10 tips on reading your medical scheme’s benefit schedule. The devil is indeed in the detail when it comes to understanding your scheme’s benefit brochure.
There are some
basic things
you need to know about your medical scheme. These include network
hospitals, the medical scheme rate, and cancer treatment offered on your option
before you might suddenly be confronted with huge co-payments.
Here are a
few things you need to look out for:
Fund rate.
Many new members look at the benefit schedule
and see that a fund pays 100% of the fund rate for hospital procedures. They
then assume that they are fully covered for whatever happens in a hospital. Not
so. The Fund rate is an industry rate which has been negotiated between funds
and the service provider (hospital, doctors and so forth).
The actual rate
might be much higher, and often is especially when it comes to private doctors
and hospitals not part of the preferred network or one of the designated
service providers. Some schemes pay 200% of the fund rate, but the
contributions will be higher.
Pre-authorisation.
You need to get
authorisation from your fund before you are admitted to hospital for any
procedure. Find out about how to do this. If it is an emergency, the hospital
or a relative must contact the fund as soon as possible, otherwise you might
have to foot the bill yourself.
Beneficiary/family.
If a principal member has dependants, they are
all beneficiaries. Sometimes there are sub-limits in the benefit schedule per
beneficiary and sometimes per family, which is the principal member and all
his/her dependants together. So in the case of the latter, if one member has
exhausted the total dental benefit for the family for the year, the others will
have to pay cash until the benefits kick in again in the new benefit year.
In-hospital
benefits.
This might sound straightforward, but remember
that this covers hospital accommodation, procedures in hospital, in-hospital
doctors’ consultations, treatment by healthcare staff such as physiotherapists,
psychiatrists, some surgical appliances (depending on your option), medication,
scans and X-rays. Most schemes will only pay for a room in a general ward, and
your benefits are option-specific. Make sure you know what they are.
Overall
annual limit.
This is the total amount for which you and
your dependants will have cover for any treatment that is not a prescribed
minimum benefit (of which there are 270). Although you may apply for
ex-gratia payments if you exceed this amount, such as when several family
members are in the same accident, for instance, the fund is not under a legal
obligation to fund non-PMBs beyond the amount specified as an overall limit.

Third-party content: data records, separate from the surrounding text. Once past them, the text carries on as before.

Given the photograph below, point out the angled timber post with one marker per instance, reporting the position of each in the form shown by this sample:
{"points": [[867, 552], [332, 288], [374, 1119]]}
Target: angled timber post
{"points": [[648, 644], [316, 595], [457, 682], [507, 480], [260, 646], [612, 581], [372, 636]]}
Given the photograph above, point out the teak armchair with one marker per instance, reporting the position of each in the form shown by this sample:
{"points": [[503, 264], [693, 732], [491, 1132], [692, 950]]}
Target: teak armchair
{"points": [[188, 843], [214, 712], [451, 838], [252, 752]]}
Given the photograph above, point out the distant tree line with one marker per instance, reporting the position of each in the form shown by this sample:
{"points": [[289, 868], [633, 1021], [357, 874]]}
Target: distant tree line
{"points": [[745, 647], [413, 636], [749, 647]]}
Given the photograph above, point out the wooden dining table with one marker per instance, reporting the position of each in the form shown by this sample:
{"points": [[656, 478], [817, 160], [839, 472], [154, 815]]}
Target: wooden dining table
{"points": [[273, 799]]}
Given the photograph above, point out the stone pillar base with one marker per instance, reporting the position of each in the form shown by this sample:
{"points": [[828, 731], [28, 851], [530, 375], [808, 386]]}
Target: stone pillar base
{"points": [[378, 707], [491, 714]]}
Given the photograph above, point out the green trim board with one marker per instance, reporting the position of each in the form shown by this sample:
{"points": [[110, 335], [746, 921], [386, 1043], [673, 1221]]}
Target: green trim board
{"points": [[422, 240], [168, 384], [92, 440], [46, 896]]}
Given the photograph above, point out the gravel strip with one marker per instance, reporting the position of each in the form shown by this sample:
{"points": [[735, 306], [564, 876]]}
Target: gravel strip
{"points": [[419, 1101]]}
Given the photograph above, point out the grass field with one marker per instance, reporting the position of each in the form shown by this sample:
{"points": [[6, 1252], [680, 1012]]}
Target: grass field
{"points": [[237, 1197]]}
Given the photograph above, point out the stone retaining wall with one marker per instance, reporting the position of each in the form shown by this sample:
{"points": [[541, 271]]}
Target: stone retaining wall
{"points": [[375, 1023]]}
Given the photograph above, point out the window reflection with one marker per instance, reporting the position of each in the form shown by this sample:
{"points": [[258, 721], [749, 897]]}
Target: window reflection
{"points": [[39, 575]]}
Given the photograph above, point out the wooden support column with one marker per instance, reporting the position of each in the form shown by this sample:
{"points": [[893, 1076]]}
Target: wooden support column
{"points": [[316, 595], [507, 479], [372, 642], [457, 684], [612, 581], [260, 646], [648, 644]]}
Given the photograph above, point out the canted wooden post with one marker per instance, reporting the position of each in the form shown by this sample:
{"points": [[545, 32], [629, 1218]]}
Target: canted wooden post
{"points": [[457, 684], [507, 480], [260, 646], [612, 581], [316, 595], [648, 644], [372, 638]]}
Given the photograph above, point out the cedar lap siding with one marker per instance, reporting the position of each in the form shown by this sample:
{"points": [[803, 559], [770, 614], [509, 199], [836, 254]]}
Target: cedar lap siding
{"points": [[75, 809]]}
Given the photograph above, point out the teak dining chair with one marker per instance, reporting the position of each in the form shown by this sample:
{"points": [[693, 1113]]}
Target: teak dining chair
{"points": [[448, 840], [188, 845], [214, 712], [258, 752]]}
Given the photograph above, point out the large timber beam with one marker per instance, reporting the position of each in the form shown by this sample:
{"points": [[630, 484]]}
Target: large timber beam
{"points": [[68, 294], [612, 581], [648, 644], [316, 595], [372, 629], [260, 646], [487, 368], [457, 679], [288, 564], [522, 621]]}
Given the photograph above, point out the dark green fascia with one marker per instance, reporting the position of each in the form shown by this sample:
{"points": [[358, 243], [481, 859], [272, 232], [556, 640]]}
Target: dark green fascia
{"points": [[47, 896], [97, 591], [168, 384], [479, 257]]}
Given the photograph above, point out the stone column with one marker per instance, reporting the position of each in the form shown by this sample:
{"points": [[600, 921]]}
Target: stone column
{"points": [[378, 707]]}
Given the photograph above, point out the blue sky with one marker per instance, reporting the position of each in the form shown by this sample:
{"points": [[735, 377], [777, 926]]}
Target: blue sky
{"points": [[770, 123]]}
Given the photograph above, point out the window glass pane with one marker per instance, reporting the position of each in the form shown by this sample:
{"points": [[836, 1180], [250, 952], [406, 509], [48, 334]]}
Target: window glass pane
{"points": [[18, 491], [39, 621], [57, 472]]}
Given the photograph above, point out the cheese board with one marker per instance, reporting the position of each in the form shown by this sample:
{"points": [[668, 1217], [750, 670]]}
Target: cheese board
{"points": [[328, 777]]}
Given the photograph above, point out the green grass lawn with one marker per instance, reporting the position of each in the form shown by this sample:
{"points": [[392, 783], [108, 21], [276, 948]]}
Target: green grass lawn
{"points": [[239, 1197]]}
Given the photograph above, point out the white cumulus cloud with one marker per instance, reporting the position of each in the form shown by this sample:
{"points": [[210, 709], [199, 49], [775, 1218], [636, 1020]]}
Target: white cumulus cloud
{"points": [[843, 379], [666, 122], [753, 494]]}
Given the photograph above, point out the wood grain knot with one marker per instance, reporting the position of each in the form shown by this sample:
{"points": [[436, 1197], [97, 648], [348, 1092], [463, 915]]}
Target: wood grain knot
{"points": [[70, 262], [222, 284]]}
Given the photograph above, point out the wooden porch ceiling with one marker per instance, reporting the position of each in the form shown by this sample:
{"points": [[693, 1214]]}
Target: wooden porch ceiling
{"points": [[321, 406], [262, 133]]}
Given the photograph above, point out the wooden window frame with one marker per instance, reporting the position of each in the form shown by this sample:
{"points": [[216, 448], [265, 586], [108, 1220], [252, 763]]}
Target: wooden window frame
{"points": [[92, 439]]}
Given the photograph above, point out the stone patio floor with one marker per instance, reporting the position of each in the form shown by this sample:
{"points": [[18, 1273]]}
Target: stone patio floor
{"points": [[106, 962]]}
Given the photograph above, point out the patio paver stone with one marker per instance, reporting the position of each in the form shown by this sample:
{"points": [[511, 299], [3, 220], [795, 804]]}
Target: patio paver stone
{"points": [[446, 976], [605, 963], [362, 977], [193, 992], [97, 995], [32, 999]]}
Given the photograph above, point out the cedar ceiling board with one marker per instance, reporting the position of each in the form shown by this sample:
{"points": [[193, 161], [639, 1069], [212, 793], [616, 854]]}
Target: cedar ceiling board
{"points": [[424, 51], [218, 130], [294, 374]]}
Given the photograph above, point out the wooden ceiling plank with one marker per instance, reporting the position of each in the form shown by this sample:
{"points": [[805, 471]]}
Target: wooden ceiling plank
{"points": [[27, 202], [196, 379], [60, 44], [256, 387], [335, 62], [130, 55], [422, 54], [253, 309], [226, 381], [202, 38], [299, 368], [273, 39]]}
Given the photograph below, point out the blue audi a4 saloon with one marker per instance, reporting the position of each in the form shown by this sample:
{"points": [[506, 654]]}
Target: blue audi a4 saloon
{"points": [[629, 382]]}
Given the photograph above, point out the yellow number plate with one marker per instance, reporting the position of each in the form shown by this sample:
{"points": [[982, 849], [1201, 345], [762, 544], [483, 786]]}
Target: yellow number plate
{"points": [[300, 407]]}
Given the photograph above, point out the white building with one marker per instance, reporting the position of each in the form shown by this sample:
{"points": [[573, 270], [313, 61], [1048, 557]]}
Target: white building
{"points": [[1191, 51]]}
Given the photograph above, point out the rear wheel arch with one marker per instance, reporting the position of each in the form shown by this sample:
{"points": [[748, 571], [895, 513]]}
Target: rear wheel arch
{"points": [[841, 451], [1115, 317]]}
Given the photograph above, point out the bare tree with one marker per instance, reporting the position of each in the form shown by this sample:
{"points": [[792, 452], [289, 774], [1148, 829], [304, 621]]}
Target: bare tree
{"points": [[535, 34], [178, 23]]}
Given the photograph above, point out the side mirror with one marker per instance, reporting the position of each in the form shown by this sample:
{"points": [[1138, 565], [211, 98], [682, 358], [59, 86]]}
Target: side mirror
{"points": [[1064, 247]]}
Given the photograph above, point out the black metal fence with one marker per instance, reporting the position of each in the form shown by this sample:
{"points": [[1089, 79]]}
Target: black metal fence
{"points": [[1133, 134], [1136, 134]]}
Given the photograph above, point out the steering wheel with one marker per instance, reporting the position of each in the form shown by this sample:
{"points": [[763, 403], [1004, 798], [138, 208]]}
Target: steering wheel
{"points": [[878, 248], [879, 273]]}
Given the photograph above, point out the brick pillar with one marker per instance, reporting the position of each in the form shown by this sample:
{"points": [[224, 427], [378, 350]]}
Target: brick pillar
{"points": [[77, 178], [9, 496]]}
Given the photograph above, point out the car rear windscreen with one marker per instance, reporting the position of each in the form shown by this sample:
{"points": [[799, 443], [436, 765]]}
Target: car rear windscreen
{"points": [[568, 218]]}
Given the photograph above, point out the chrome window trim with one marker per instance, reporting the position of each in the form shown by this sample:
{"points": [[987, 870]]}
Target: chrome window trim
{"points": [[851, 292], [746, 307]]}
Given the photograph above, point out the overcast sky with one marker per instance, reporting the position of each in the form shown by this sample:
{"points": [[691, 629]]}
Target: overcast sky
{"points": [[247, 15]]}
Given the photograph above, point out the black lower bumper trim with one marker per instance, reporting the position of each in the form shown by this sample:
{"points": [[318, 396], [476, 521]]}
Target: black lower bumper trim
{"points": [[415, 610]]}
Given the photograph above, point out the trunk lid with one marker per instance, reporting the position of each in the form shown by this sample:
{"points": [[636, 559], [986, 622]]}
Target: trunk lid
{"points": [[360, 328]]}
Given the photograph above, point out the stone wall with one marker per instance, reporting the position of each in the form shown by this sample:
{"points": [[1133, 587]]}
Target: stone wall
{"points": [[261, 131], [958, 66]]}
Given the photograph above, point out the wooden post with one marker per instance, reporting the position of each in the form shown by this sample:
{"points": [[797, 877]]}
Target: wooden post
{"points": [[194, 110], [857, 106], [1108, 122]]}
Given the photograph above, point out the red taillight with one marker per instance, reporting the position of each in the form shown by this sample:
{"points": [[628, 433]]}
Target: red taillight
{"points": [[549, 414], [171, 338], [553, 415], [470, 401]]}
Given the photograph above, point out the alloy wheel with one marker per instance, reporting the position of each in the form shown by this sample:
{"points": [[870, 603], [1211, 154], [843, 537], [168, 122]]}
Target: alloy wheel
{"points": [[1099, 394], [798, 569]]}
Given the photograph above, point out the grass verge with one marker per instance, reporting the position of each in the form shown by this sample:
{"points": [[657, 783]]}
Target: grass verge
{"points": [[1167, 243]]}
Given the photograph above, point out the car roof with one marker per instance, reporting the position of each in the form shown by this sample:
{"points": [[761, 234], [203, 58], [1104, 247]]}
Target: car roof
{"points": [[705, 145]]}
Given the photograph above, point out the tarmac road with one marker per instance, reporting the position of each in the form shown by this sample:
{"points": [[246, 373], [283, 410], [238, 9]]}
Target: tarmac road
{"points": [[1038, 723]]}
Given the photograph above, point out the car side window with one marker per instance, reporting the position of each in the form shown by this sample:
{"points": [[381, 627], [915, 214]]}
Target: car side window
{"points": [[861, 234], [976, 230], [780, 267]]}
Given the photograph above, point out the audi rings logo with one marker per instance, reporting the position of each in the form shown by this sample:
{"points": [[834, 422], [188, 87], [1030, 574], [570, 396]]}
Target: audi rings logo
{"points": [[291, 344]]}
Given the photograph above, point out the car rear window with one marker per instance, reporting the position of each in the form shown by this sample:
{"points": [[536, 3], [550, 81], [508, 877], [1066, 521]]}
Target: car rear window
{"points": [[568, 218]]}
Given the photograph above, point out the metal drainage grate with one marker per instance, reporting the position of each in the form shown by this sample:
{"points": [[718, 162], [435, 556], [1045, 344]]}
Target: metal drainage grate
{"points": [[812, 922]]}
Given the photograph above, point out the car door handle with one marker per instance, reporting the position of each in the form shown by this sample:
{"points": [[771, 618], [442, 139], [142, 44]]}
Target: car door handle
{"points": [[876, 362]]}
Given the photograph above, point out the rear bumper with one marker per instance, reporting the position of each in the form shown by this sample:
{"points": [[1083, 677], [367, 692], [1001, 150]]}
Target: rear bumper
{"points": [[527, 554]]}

Some funds specify that hospital cover is unlimited – however all funds
carefully monitor high-cost cases in order to protect the interests of other
members.
Chronic
illness benefit.
There is a list of 26 chronic illnesses which
all schemes have to cover treatment and medication for all their members. These
are conditions such as asthma, diabetes and epilepsy. You have to register with
your scheme for this benefit, but payment for these medications will not come
out of your day-to-day benefits. Hospital plans also cover treatment for these
conditions.
Network
GPs, specialists and hospitals.
These are hospitals and doctors who have made
payment arrangements with your fund. That means if you use their services,
there will be no co-payments for you to make.
Sub-limits.
If you have a
comprehensive medical scheme with day-to-day benefits, there may be certain
amounts specified for things such as dental work or spectacles. Let’s say you
have R8000 per year in your medical savings account and the dental sub-limit is
R3500, you will have to make a co-payment if the bill is more than R3500m even
if you have money in your savings account.
Fund
medicine rate. That is the
amount your scheme will pay for medication for a specific condition.
It is usually the
lower average of generic medications. Generic medication is made once the
patent has expired on the original medication it contains the same active
ingredient as the original medication, but is usually much cheaper.
Oncology
treatment.
This is cancer
treatment. Check carefully to see what you are covered for and whether there is
a limited amount per beneficiary per year. Check whether it is only in-hospital
treatment. This is often a rolling 12-month limit, and isn’t from January to
December as most other benefits are.
Rand amounts vs. treatment days.
For some treatments, such as psychiatric services and
alcohol and drug dependency, schemes can either specify a fixed rand amount or
a maximum number of days, if they do have this benefit at all.